Classroom Assessment for Teachers
Questions to Ask of Any Test
Whether you are about to take a test or build one, there are three questions to keep in mind. However, note that at this point we are considering the test as an information-gathering instrument—we are not talking about the test results.
Formative or Summative
The first question to ask is whether the test is to be formative or summative. Why does that matter? Certainly it matters to you as a student, right? And it would similarly matter to your students because formative tests do not carry that “evaluative” weight of summative tests. But as a test designer it is a particularly important question to ask. As we have already seen, formative and summative tests serve different purposes, and so it is important that you know just what you are trying to accomplish with the test you are about to write. Is it to get information for designing instruction or are you trying to determine your students’ level of achievement so that you can assign a grade? Clearly, the answer to this question of formative or summative has implications for what happens after the test.
The next question concerns what is called the internal consistency of the test. That is, it refers to matters about the integrity of the instrument (the test) for doing what it is supposed to do. Internal consistency is addressed in terms of validity and reliability.
Validity, quite simply, is a matter of whether the test measures what it is supposed to measure. If you are going to write a test for what you taught in science but include a few questions from social studies “just to see whether they were paying attention,” then the test is not valid. If you want to write a test about that same science lesson but decide to include something that wasn’t, for instance, from the chapter the class actually studied—or was content from the chapter that you didn’t get to—then the test is not valid. You could announce that whether or not you discussed it in class anything from the chapter could be on the test, but then you would have to ask yourself whether the teacher is really necessary or whether we should just assign readings and give the students a test.

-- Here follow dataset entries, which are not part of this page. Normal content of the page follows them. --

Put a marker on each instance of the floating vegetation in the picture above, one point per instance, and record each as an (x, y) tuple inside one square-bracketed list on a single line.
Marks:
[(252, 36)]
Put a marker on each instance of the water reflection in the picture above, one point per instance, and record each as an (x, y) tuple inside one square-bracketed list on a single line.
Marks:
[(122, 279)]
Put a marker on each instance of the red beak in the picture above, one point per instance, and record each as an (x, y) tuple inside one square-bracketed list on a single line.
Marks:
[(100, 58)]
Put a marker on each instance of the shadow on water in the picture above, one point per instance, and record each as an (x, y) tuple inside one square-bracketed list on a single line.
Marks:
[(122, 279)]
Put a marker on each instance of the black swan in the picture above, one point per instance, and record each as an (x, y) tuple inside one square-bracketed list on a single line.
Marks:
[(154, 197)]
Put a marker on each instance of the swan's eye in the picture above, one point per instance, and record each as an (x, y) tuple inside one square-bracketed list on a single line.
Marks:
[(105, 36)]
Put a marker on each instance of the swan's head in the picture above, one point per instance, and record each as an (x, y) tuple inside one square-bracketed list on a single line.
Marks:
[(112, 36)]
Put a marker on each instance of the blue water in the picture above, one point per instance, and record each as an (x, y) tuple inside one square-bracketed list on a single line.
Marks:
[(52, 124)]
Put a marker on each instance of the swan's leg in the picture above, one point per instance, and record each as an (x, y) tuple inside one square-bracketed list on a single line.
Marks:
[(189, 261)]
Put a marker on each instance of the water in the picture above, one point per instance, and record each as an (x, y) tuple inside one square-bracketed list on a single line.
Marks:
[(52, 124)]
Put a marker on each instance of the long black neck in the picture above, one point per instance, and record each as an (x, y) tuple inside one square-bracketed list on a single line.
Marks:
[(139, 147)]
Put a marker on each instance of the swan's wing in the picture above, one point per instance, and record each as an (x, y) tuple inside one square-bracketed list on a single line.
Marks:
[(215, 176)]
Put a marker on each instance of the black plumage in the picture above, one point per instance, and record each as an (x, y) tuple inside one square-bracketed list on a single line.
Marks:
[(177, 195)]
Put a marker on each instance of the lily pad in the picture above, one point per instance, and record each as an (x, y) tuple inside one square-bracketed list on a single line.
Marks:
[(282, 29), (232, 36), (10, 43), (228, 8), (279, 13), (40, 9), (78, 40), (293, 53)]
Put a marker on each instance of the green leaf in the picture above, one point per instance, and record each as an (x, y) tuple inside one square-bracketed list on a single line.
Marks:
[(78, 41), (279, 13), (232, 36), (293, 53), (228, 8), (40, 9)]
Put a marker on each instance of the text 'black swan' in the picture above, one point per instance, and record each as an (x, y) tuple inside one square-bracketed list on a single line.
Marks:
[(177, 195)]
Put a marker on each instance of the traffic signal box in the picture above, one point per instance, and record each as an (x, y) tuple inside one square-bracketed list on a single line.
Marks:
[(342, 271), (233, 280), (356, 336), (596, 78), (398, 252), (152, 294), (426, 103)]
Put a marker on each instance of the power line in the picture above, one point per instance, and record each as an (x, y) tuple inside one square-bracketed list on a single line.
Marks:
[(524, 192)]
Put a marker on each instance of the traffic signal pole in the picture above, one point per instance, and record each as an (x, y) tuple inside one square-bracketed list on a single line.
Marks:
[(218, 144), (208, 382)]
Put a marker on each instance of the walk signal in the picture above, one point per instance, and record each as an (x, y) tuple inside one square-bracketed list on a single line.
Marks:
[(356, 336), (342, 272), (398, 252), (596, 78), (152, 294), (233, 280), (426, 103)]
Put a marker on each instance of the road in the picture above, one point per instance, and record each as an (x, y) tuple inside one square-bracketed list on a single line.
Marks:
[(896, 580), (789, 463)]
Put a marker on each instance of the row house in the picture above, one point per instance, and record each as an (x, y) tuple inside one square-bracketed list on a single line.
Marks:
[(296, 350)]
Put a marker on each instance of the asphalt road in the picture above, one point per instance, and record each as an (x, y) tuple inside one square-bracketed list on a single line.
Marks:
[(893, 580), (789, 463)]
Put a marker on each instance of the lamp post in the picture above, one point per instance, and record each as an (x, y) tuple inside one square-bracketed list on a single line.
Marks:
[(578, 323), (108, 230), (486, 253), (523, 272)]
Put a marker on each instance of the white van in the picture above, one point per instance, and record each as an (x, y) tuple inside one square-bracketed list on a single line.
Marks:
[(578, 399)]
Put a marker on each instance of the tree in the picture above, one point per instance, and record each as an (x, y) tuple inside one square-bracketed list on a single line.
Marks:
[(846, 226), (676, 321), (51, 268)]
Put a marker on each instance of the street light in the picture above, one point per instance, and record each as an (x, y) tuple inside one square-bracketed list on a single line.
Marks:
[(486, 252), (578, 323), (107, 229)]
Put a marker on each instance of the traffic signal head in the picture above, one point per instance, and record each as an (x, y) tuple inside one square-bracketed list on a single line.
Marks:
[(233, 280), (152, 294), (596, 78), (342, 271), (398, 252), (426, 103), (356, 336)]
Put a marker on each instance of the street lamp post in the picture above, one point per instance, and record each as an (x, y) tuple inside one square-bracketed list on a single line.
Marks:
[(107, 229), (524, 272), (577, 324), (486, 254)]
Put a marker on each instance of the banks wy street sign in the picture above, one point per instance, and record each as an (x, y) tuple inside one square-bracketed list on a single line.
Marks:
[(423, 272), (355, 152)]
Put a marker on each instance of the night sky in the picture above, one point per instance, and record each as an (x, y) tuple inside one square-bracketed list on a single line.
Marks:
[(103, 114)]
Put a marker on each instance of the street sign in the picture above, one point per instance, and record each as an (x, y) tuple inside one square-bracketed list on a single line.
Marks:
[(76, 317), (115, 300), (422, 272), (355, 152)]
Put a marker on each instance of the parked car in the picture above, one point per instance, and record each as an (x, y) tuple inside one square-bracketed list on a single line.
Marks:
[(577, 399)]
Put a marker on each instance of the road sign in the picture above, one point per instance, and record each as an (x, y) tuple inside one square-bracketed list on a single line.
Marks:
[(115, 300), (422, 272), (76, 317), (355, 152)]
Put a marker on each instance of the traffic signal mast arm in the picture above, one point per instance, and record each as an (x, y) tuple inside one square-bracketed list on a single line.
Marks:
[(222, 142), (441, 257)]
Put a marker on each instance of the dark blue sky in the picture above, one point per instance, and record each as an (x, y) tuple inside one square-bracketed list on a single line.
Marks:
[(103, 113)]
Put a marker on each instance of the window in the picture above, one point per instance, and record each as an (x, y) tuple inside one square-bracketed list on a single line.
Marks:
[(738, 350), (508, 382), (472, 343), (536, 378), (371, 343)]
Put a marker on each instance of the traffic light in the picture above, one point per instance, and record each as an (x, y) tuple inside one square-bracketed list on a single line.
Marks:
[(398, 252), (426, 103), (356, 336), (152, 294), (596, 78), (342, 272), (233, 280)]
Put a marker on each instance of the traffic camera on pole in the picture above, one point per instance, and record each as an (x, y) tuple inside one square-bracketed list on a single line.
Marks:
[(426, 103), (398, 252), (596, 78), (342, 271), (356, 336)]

We don’t want to seem silly about this, but you and a classmate have very likely walked away from taking a test and complained that something was on there that you hadn’t expected. Well, now that you are writing the test, we want to be sure that only the appropriate material is included—that is, that the test is valid. So, before giving a test you should ask yourself whether the test you have written is valid rather than waiting for your students to tell you that it isn’t.
As background, there are three basic categories of validity, though your test writing will almost always be focused on one type in particular. Content validity refers to a test of knowledge or comprehension of knowledge. Spelling, math, history, science—these are all content areas. Obviously, the vast majority of tests that you write will revolve around the idea of content validity. That means that you will want to be sure that the test addresses what you have actually done in class (or assigned) and nothing else.
Constructs are areas that can’t be assessed by just asking for knowledge-based responses. Musical ability is a construct. So is creative thinking. Another is intelligence. For these areas, and others like them, an assessment instrument will ask a variety of questions or perhaps require the demonstration of various skills, and from the responses we infer a degree of intelligence, or of creative thinking, or of whatever construct is under consideration.
Similarly, you will rarely—if ever—need to design a test based upon predictive validity. It could be argued that mastering the work in one grade level could predict success at the next grade level, but that would not really be accurate. Mastering work at one level provides the foundation for attempting the next level. So the one is not really making a prediction as much as it might just set up an expectation. The tests you may have taken to get into college, on the other hand, were designed to predict your future academic success. As we all know, the predictions are not always accurate, though that is the nature of predictions. On the whole, however, a high score on something such as the SAT or the ACT tends to correlate positively with college success.